One of the features of the conference that I took advantage of was the critique with freelance editor Emma Dryden. The manuscript that I submitted, Rat Race, is the same one that I workshop-ed during the retreat with Darcy Pattison.
At first, Emma focused on my synopsis and cover letter which makes sense. After all, these are the pieces that will give some editor or agent a first impression of my work. She liked the story a lot but also pointed out something that I had discovered on the retreat. I need to include more narrative, especially description. She liked how I dropped a few important terms and then forced the reader to continue on to find out exactly what they were.

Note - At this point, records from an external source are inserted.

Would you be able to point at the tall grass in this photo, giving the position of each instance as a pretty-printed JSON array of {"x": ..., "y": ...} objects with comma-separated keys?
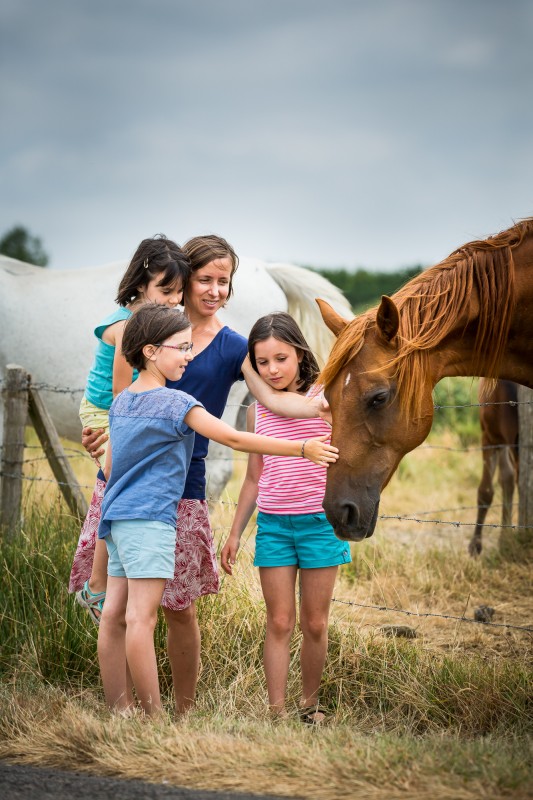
[
  {"x": 447, "y": 714},
  {"x": 381, "y": 683}
]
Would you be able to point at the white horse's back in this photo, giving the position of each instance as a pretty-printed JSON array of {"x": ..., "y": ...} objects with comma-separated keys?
[{"x": 48, "y": 317}]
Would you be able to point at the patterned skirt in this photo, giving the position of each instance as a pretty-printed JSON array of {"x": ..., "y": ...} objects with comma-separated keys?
[{"x": 196, "y": 569}]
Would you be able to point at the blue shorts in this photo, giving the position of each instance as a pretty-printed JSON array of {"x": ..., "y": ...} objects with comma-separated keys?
[
  {"x": 141, "y": 548},
  {"x": 304, "y": 540}
]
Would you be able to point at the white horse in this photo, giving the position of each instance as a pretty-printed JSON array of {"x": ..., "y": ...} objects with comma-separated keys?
[{"x": 47, "y": 317}]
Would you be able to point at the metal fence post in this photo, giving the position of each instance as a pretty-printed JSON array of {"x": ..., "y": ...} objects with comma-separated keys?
[{"x": 15, "y": 414}]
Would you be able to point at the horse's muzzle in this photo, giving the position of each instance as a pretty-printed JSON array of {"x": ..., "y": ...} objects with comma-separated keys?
[{"x": 352, "y": 518}]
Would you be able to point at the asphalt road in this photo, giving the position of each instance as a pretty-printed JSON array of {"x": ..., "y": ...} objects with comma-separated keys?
[{"x": 22, "y": 782}]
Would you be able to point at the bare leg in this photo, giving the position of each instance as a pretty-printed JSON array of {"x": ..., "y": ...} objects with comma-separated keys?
[
  {"x": 317, "y": 591},
  {"x": 144, "y": 596},
  {"x": 98, "y": 579},
  {"x": 112, "y": 647},
  {"x": 278, "y": 584},
  {"x": 183, "y": 643}
]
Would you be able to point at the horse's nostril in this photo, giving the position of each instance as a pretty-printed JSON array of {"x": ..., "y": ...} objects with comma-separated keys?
[{"x": 350, "y": 515}]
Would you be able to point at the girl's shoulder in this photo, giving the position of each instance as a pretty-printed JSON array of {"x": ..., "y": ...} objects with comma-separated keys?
[
  {"x": 163, "y": 403},
  {"x": 119, "y": 314}
]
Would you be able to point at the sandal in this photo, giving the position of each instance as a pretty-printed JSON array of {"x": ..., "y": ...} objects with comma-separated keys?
[
  {"x": 91, "y": 601},
  {"x": 308, "y": 715}
]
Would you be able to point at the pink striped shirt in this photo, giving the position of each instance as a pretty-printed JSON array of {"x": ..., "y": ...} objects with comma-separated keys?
[{"x": 290, "y": 485}]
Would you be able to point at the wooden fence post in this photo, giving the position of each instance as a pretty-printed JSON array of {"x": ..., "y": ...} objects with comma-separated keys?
[
  {"x": 525, "y": 438},
  {"x": 53, "y": 449},
  {"x": 15, "y": 414}
]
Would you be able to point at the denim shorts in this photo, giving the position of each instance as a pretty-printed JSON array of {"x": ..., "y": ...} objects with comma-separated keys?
[
  {"x": 304, "y": 540},
  {"x": 141, "y": 548}
]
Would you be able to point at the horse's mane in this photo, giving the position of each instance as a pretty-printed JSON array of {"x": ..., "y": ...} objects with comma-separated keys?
[{"x": 429, "y": 307}]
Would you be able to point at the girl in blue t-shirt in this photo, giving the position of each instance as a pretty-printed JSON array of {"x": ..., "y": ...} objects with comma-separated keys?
[
  {"x": 151, "y": 426},
  {"x": 157, "y": 273}
]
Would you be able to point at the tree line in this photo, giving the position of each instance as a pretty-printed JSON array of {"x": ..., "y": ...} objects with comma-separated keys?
[{"x": 363, "y": 288}]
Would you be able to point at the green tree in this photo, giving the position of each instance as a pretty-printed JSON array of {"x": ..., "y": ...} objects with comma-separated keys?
[
  {"x": 363, "y": 288},
  {"x": 19, "y": 243}
]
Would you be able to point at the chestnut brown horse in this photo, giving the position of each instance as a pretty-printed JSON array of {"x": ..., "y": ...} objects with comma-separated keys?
[
  {"x": 499, "y": 442},
  {"x": 472, "y": 314}
]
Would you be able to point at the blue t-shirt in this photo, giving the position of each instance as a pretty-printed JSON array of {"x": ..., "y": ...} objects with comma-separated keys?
[
  {"x": 209, "y": 377},
  {"x": 151, "y": 448}
]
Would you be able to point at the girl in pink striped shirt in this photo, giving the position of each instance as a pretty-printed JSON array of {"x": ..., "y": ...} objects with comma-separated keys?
[{"x": 292, "y": 530}]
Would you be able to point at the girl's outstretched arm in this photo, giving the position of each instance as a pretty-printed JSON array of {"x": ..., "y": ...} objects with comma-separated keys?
[
  {"x": 284, "y": 404},
  {"x": 246, "y": 502},
  {"x": 316, "y": 450}
]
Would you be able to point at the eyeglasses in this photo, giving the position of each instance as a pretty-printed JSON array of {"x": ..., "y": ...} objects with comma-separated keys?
[{"x": 183, "y": 348}]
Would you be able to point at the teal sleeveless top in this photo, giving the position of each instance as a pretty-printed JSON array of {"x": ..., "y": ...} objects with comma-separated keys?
[{"x": 99, "y": 389}]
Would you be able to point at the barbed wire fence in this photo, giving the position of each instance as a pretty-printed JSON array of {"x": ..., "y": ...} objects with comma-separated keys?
[{"x": 14, "y": 469}]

Unfortunately, I may have waited just a bit long.
We also chatted about the fact that my character feels young. This didn’t completely surprise me. He’s supposed to be 12. The manuscript, after all, says so. But the night before when noodling over the story, I had mentally referred to him as 10. “No, he’s 11. I mean 12.”
Actually, the story will work with him at 11 so that isn’t horrifying. Part of what brings it down, in terms of age, is the age of the antagonist. His kid sister is only 6. Then Emma lobbed something big at me (this is a paraphrase). “This just now came to me, but why don’t you make his sister his twin?”
The same age.
10 or 11.
That would pull the age back up a bit, easily to 11. It would also increase the tension. He’s now being tormented by a peer. And she’d have to do slightly different things to him, but they could be much sneakier, much more evil. She could be one of the mean girls.
And so went my brain for the rest of the day. Sure, I looked like I was paying attention, but what I was really doing was noodling. What exactly will this mean for my story? I don’t have to do it, but will it make for a stronger story?
I think the answer might just be yes.